CAMBRIDGE SPRINGS, PENNSYLVANIA – At approximately 11 pm last night, the warden of State Correctional Institution-Cambridge Springs alerted the family of Sister Bear that she had been murdered inside the prison. Details about the perpetrating inmate have not yet been released, but it is expected that she will be placed in solitary confinement before being transferred to a maximum-security prison where she will presumably receive an extension of her sentence.
Sister Bear, born in 1974, was only 41 at the time of her murder. Her parents and older brother survive her.

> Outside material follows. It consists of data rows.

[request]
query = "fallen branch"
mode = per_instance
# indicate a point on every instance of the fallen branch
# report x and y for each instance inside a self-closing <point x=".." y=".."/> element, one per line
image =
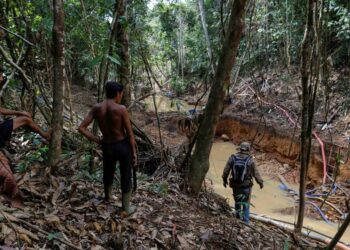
<point x="307" y="232"/>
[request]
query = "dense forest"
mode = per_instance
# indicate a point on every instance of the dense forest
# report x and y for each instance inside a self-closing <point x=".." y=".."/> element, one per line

Growing up in Solebury Township in Bucks County, PA, Bear lived with her parents and older brother in an old wooden house where Bear learned much about tidiness, cleanliness, and other life skills, such as saving money. She cited her parents’ educational influence on her in an interview conducted by Waging Nonviolence in 2011. Early in life, Bear learned to stand up to bullies. She was also known for reading books about ecology at a precociously young age. In her teens, she began an anti-pollution movement. As part of her campaign, she organized a park cleanup, petitioned her school and local businesses to compost their garbage and send their plastics, paper, and glass to recycling plants, and raised awareness of environmental issues overall. She was awarded a Key to the City for her contribution to the Township, and continued to call Solesbury home even as her sphere of influence grew and she spent more time away than in town.

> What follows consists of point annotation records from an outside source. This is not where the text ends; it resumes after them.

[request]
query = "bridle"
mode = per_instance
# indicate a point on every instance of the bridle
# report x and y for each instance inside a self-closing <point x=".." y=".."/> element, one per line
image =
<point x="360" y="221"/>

Bear attended Duquesne University of the Holy Spirit in Pittsburgh, PA, where she converted to Catholicism and decided to become a nun. Sister Bear, as she was soon known to all, took her vows but refused to remain passive in a nunnery. Instead, she joined Plowshares, a mostly Christian pacifist and anti-nuclear movement. Their actions have included breaking into nuclear facilities and spray-painting Bible verses on buildings as well as throwing blood on and praying outside of weapons factories.
In 2012, Bear was involved in an organized non-violent protest in which she and several other activists managed to climb, undetected, to the top of the headquarters of a major weapons manufacturer in Virginia. She and the others had previously drained the blood of a dear friend and fellow activist who had died of complications arising from an amputation he had after serving in Afghanistan. He had requested they use his blood in their next act, and so they poured it down the windows of the office building and stayed on the roof all night, singing hymns, praying, and finally sleeping as the sun came up. When they were awakened by guards in the morning, they were immediately arrested and soon stood trial.
Sister Bear spoke on the stand only of her belief in a greener earth, her trust in the Father, the Son, and the Holy Ghost, and her passion for human life alongside a sustainable environment. She refused to answer questions, simply repeating her prepared statements regarding the sanctity of the earth and its inhabitants until she was informed that she was being held in contempt of court, and was immediately sentenced to four years in a minimum-security prison in her home state.
Although access to the inmates was denied, the guards at the Cambridge Springs facilities all reported that Sister Bear was mostly beloved by her fellow inmates. One guard speculated that the murder may have occurred due to a dispute over who would sing in the coming weekend’s services.
Sister Bear’s body will be released to her family, but no details of the funeral are known at this time.